Passablement mal à l'aise face à une telle situation qui les met en porte-à-faux avec leur allié turc alors que leurs alliés kurdes attendent avec angoisse un soutien à la hauteur de la menace, les Etats-Unis ont fait montre d'une grande discrétion avant de se fendre d'un laconique appel «à la retenue» qui n'est sans doute pas de nature à calmer la colère d'Ankara. Pour Washington, il ne saurait être question de compromettre la relation stratégique avec la Turquie qui est son partenaire le plus engagé dans l'Otan et joue un rôle clé vis-à-vis d'Israël, malgré les brassées d'air spectaculaires, mais sans lendemain soulevées par Erdogan autour de la question du statut de Jérusalem-Est (El Qods).

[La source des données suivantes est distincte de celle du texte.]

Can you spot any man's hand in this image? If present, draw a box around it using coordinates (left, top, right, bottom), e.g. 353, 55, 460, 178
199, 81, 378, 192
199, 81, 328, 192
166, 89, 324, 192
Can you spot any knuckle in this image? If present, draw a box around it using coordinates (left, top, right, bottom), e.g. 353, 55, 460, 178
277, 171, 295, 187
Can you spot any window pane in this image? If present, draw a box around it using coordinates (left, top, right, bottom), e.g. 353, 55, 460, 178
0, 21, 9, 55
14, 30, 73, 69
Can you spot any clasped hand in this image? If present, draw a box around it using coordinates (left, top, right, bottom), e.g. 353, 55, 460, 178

C'est pourquoi, le secrétaire d'Etat Rex Tillerson n'a pas hésité à «reconnaître totalement le droit légitime de la Turquie à protéger ses propres citoyens contre des éléments terroristes qui pourraient lancer des attaques contre des civils en territoire turc, depuis la Syrie», une allusion explicite aux tirs de roquettes des forces kurdes sur la ville turque de Reyhanli qui ont fait un mort et 46 blessés. «La coalition internationale est appelée à prendre ses responsabilité vis-à-vis de nos forces et de notre peuple à Afrine», les a donc, en vain, apostrophé un communiqué des FDS. «La coalition internationale, notre partenaire dans la lutte contre le terrorisme, avec qui nous avons mené ensemble des batailles honorables pour éliminer le terrorisme (...) sait très clairement que cette intervention turque est là pour vider de son sens la victoire finale» contre l'EI que Ankara est accusé de soutenir indirectement. Forts de leur jeu d'équilibristes entre un objectif et son contraire, les Etats-Unis semblent privilégier la carte de Raqqa au détriment de celle d'Afrine, laissant à leur autre allié, la France, le soin de monter en première ligne pour défendre la légitimité kurde mise en péril par la Turquie.